Joel Selanikio is an American physician, attending pediatrician, and assistant professor of pediatrics at Georgetown University Hospital.

== Education ==

Selanikio graduated from Haverford College, Philadelphia, in 1986. He then started to work for Chase Manhattan as a systems analyst. He also completed a degree in medicine at Brown University and settled in Atlanta, Georgia.

== Career ==

After his residency in Atlanta, Selanikio started to work for the Centers for Disease Control and Prevention. He then left his job to start DataDyne.org, a company that made open-source software for collecting data on public health.

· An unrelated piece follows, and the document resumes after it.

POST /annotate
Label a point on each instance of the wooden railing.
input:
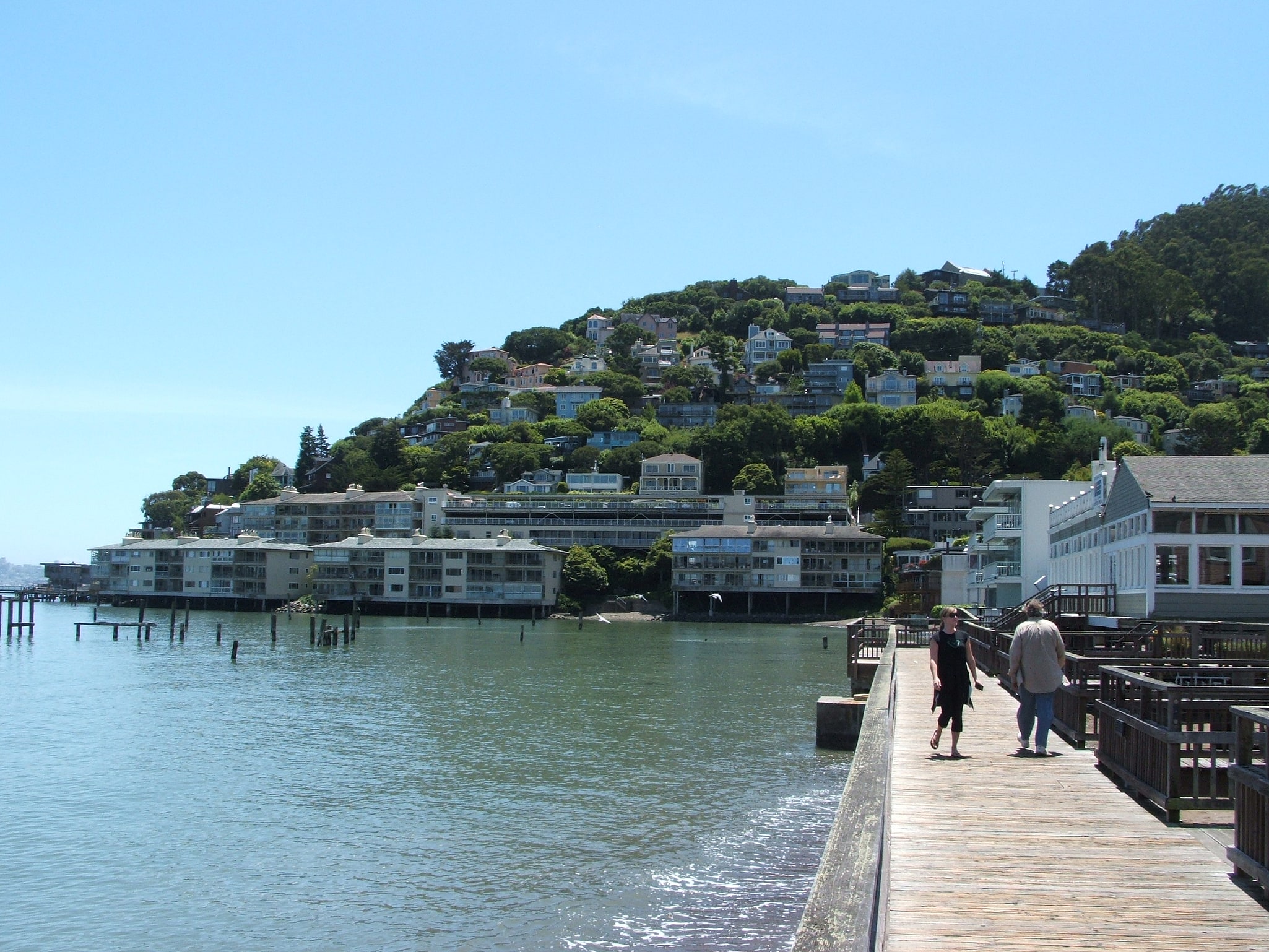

After the 2004 Indian Ocean earthquake and tsunami, Selanikio worked with the International Rescue Committee in Aceh, Indonesia. During the 2014-2015 Ebola epidemic in Sierra Leone, he worked with the International Medical Corps in Lunsar.

== Presentations ==

- TED (2013)
- Ivey Global Health Conference (2013)
- Royal Society of Medicine Lecture (2011)
- World Economic Forum “Tech for Society” Panel, Davos (2010)
- Lemelson-MIT Innovation Prize Lecture (2009)

== Recognition ==

- ComputerWorld 21st Century Achievement Award (2012)
- Fast Company Magazine Social Enterprise of the Year (2009)
- Wall Street Journal Award for Technological Innovation in Healthcare (2009)
- Lemelson-MIT Prize $100,000 Award for Sustainable Innovation (2009)
- Tech Museum Award for Health (2008)
- Stockholm Challenge (2008)
- Haverford College Award (2005)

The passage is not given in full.